Ein Kabeltyp, bei dem die isolierende Schicht aus einem vernetzten Polyethylen (VPE) und einem Mantel aus einer Kupfer-, einer Gummi- und einer abschließenden Polyethylenschicht besteht. Polyethylen ist eine Kohlenwasserstoffverbindung mit kettenförmigen Molekülen, die infolge ihres polaren Aufbaus ausgezeichnete elektrische und dielektrische Eigenschaften besitzt.

Die Weiterentwicklung vom thermoplastischen Polyethylen zum thermoelastischen VPE durch eine Vernetzungsmethode führte zur stärkeren Anwendung des VPE.
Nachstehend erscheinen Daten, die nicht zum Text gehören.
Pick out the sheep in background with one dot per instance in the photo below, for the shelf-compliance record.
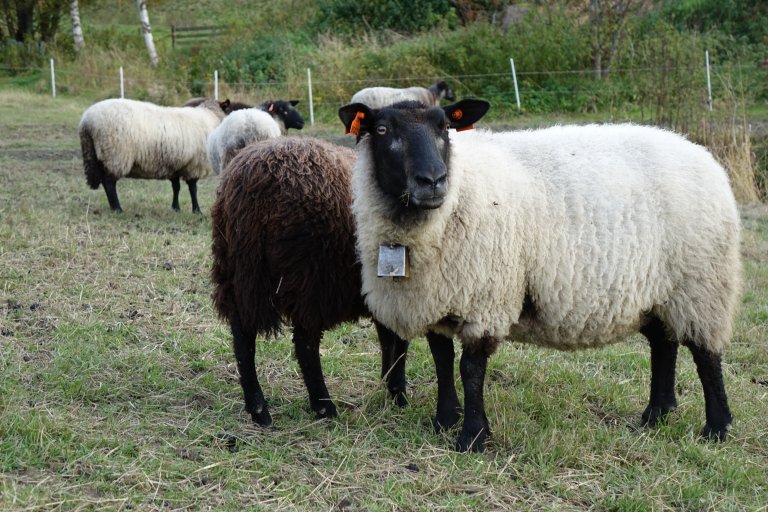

Bei nahezu gleichbleibend guten elektrischen und dielektrischen Eigenschaften bedeutet die höhere Wärmebeständigkeit auch eine höhere zulässige Belastbarkeit im Kurzschlussfall und im Dauerbetrieb. So können VPE-Kabel bis zu einer Spannung von 400 kV benutzt werden, also fast 300 kV mehr als beispielsweise bei einem papierisolierten Kabel.

Weitere Vorteile von VPE-Kabeln gegenüber papierisolierten Kabeln sind geringere Produktionskosten und geringere dielektrische Verluste. Darüber hinaus ist VPE ein trockenes Isoliermedium und stellt verglichen mit dem ölgetränkten Papier, bei dem trotz aller Maßnahmen immer auch ein Leckage-Risiko gegeben ist, ein geringeres Umweltrisiko dar.